Odd Per Brekk, deputy director of the IMF's Asia and Pacific department, also said the BOJ had room to enhance communication by linking its commitment to keep rates low more clearly to its 2% inflation target.

"We think that lowering the negative interest rate remains an option. Of course, given stubbornly anchored inflation expectations, a whole package (of steps) is needed, especially structural reforms," Brekk, who is the IMF's mission chief of Japan, told Reuters on the sidelines of the IMF and World Bank fall meetings.

The BOJ deployed an aggressive monetary easing programme in 2013 as part of the "three arrows" of Prime Minister Shinzo Abe's "Abenomics" stimulus policies, which were aimed at pulling the country out of deflation.

While the monetary easing and fiscal spending helped stimulate growth, critics say Abe failed to deliver on the structural reforms needed to boost Japan's growth potential, such as labour market reforms.

Brekk refrained from commenting on whether the BOJ could or should ease monetary policy at its rate review this month.

Markets are rife with speculation the BOJ could top up stimulus at its Oct. 30-31 meeting, after it signalled last month the chance of imminent action by warning of escalating overseas risks.

BOJ Governor Haruhiko Kuroda has said deepening negative rates is among key options if the central bank were to ease.

But the move is highly controversial as it would put further strain on financial institutions' profits and could discourage them from boosting lending.
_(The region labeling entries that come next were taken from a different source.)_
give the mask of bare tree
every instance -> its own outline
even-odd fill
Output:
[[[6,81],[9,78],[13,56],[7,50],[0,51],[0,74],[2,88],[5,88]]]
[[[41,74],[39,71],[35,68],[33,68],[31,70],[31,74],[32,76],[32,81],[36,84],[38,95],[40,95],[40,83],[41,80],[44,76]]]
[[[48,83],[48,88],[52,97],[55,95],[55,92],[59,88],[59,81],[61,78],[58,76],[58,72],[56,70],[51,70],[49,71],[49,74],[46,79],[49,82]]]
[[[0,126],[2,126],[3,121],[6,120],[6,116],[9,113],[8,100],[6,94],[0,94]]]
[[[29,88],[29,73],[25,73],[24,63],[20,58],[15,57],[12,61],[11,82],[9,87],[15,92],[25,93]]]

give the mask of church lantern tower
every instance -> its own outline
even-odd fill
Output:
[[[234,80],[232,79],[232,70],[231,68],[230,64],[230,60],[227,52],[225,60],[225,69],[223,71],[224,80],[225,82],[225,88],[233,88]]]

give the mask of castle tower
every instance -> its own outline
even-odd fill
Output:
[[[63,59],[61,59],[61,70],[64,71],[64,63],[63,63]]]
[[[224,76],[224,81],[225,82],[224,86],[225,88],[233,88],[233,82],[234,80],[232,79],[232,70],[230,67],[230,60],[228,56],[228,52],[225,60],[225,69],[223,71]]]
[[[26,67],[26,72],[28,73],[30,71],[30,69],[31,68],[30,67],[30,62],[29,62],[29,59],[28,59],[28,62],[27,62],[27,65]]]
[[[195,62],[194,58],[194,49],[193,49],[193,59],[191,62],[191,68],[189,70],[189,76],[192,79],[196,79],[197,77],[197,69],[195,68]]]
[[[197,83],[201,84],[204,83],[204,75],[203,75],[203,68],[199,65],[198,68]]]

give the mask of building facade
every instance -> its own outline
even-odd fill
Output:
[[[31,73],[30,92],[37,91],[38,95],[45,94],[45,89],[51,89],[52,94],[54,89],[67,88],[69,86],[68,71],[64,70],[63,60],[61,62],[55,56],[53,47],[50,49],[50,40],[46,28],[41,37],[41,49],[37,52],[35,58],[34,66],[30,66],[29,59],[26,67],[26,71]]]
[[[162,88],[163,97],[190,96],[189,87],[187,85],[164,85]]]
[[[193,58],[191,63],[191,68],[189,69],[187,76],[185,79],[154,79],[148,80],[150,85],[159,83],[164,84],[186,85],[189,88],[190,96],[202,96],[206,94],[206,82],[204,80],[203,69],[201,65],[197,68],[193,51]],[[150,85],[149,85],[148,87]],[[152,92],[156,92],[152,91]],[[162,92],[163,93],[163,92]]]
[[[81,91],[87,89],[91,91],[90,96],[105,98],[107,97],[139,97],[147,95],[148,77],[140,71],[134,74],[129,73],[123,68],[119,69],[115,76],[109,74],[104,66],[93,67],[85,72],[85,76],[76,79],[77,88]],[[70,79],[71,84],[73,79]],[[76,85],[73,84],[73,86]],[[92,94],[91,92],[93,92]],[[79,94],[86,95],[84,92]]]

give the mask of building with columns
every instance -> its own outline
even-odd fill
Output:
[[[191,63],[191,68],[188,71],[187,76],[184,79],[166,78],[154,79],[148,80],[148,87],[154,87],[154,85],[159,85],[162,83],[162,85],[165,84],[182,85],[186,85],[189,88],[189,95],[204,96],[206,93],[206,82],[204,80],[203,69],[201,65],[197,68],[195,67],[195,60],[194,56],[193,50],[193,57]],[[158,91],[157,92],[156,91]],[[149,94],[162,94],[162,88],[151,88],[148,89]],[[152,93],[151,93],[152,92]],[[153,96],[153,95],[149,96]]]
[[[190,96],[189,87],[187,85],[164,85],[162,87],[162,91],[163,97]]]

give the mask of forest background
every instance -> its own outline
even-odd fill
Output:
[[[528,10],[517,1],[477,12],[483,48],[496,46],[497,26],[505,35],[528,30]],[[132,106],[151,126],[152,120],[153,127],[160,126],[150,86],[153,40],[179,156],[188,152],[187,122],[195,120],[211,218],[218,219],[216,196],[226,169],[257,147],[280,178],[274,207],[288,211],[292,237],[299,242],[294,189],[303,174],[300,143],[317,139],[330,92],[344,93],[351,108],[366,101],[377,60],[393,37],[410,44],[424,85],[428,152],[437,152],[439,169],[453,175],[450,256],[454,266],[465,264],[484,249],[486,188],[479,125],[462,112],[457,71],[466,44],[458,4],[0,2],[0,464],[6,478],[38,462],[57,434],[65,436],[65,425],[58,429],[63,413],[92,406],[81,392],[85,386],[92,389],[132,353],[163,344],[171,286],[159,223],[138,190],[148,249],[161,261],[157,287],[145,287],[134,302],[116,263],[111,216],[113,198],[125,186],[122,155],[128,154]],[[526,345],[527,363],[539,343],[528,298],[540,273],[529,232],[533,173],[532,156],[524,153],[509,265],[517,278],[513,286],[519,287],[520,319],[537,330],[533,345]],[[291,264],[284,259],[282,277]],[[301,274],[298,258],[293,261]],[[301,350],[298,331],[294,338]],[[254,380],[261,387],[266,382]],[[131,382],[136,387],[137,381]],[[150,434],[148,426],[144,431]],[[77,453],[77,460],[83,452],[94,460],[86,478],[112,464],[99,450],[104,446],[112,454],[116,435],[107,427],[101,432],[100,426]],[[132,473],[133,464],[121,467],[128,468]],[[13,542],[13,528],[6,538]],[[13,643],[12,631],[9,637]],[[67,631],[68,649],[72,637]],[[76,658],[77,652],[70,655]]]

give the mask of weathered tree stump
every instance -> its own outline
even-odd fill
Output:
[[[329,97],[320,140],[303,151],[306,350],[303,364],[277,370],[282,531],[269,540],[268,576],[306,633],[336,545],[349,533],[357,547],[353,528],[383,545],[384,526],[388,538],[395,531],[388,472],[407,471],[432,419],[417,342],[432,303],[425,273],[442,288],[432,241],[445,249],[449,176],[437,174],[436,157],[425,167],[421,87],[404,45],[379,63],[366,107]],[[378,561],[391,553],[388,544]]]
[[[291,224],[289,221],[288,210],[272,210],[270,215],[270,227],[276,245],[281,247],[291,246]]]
Some analysts warn that further rate cuts could push some regional banks into financial trouble.

Brekk said the plight of regional banks must be dealt with as a structural problem that can be addressed by strengthened oversight and supervision by bank regulators.

"What we are recommending is to deal with those issues through changes in business models. For regional banks, it may perhaps involve consolidation, though it may be difficult for many reasons," he said.

Under a policy dubbed yield curve control (YCC), the BOJ guides short-term rates at -0.1% and the 10-year government bond yield around 0% to achieve its elusive 2% inflation target.

It has pledged to keep rates at current ultra-low levels for an extended period of time, at least until around spring next year.